Broad beans are a great crop grown widely throughout Europe. They are a great source of protein and carnohydrates working well in stews and fresh spring salads.

Top tip: Buy broad beans as fresh as possible; pods should be firm and crisp. Avoid any that feel soft.

Perfect match: Head Chef of The Living Space, Adam Stock, enjoys broad beans with iberico ham for a spanish infused dish.

Lettuce

Lettuce

Lettuce are available in a vast number of varieties, from crisp leaves to soft. Growing from a central stalk to form and spherical head. Most are green but you can get red/pink varieties.

Top tip: Although mainly eaten raw in salads, lettuce works well in soups or braised as a side dish.

Perfect match: Shred and add to a spring salad. Or make it the main feature of a Caesar salad like that on the Living Space menu.

Cornish new potatoes

New-Potatoes

Cornish new potatoes are the first potato to be harvested in the UK each year. Cornish Earlies, as they are known locally, are a real sign that spring has arrived in the county. Our popular potatoes are know for being sold ‘dirty’, i.e. unwashed, as growers believe it retains the flavour and freshness.

Top tip: Keep them whole. Divide your potatoes into similar sizes and cook whole, this will give the potato a fluffier middle and lock in flavour.

Perfect match: In the Living Space we serve them boiled and buttered with hot smoked salmon, chives and fennel. It’s a real winner!

Wild Garlic

Wild-Garlic

A.k.a 3 cornered leek. Wild garlic is everywhere at this time of year in Cornwall. In fact the distinctive smell of wild garlic greets you as you drive to Watergate Bay past the airport. Unlike common garlic, it’s the leaves that are eaten rather than the bulbs or flowers. The taste is delicate, often likened to that of chives.
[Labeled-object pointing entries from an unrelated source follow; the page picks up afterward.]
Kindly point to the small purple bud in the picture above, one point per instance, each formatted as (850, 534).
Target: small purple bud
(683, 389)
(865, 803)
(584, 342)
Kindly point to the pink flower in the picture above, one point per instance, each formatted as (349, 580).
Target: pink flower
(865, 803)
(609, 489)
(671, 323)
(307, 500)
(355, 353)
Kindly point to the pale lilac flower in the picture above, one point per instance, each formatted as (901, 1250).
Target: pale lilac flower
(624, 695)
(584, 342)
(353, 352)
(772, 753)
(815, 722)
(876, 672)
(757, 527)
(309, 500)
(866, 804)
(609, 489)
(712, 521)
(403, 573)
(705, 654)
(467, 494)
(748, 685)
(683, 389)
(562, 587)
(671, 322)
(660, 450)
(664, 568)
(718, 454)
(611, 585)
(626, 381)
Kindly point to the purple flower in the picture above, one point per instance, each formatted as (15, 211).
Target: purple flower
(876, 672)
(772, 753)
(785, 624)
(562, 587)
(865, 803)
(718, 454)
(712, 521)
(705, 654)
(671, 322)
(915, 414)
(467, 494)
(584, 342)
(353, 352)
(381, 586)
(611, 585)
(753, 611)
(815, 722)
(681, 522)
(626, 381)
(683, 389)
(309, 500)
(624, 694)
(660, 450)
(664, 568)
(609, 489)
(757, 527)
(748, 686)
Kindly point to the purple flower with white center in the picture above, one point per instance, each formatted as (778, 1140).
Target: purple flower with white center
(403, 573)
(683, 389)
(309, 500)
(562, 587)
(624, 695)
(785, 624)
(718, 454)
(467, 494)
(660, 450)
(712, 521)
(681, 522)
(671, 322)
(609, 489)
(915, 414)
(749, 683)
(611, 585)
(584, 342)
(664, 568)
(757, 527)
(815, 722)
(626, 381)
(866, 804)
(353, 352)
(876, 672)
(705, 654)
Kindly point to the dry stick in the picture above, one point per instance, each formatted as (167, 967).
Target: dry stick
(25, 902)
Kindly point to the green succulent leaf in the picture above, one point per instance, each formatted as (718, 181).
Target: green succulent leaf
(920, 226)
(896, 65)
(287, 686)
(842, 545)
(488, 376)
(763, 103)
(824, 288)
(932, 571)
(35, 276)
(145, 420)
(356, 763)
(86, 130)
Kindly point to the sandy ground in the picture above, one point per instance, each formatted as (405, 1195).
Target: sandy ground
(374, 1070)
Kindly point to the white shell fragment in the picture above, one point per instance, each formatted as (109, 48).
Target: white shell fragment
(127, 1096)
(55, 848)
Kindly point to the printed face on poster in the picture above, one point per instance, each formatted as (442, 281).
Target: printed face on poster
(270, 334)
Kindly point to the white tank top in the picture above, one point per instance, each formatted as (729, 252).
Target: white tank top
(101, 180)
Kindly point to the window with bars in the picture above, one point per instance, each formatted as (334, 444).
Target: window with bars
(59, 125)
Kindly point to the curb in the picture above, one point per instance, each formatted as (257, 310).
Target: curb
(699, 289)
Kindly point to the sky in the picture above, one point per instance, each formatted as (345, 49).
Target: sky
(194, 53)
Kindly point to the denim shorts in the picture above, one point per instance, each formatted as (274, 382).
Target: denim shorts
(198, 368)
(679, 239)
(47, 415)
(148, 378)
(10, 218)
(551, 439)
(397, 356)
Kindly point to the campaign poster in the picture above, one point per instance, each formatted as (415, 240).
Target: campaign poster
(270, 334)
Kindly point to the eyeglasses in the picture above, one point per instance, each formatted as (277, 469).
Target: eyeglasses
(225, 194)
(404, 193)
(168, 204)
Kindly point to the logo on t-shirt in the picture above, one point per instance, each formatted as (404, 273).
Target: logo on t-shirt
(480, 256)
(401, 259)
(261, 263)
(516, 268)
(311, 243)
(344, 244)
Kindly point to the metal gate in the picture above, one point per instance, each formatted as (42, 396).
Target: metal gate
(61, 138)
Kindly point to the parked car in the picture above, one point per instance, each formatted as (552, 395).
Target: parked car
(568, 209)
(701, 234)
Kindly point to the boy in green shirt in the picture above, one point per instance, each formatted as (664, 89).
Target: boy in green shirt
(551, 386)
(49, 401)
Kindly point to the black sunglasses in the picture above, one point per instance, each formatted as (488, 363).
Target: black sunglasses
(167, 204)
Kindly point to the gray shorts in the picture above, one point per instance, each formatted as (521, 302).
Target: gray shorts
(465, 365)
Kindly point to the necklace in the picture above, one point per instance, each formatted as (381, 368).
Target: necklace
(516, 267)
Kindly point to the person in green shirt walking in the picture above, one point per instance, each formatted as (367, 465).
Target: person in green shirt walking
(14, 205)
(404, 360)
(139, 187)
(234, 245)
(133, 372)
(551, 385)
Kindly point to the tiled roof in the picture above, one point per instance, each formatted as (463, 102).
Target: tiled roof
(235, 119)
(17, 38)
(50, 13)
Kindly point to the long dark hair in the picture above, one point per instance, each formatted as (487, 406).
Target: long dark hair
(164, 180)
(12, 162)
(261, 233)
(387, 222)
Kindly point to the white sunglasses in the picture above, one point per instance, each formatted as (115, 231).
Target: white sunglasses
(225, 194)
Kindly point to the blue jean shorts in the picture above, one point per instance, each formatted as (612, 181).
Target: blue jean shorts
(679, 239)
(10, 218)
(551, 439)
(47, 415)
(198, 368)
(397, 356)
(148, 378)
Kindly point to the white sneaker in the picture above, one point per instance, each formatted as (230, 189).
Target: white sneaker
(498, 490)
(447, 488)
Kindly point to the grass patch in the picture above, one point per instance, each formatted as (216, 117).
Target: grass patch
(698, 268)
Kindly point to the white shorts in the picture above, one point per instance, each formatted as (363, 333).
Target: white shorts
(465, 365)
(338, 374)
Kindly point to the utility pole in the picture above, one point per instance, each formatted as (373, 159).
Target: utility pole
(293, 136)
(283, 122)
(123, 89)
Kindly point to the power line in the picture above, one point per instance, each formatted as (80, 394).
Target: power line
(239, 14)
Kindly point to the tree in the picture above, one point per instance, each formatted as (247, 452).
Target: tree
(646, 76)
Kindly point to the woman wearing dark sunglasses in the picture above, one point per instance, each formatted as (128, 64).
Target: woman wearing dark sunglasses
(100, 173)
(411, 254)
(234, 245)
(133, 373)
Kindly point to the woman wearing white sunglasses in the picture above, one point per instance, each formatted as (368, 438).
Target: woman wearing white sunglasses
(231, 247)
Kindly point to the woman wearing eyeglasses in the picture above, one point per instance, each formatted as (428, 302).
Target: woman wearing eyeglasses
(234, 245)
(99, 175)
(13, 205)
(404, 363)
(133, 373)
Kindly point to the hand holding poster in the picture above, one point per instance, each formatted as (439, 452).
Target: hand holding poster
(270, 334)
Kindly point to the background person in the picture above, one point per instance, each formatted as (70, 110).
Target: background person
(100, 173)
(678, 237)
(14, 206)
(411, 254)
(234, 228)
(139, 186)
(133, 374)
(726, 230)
Top tip: Use the flowers of wild garlic as means of decoration only. If you eat one, you’ll taste it for the rest of the day as it has an intense, overpowering flavour.

Perfect match: Wild garlic goes extremely well with lamb, or blend it into a wild garlic and nettle soup.

Recipe: Cornish monkfish with asparagus, new potatoes and wild garlic pesto.

Spider Crab

Spider-Crab

Looks scary. Tastes good. Spider crab, much like it’s relatives, yeilds sweet, dense meat in it’s legs. Male crabs tend to be bigger and harbour a heavier, richer meat, whilst the females are known for a lighter, sweeter meat.

Top tip: Spider crabs are a more sustainable breed of crab, so try them instead of other varieties like Atlantic blue crab, or the European Brown crab.

Perfect match: Flake the crab meat into an Asian infused salad with cucumber and sesame dressing.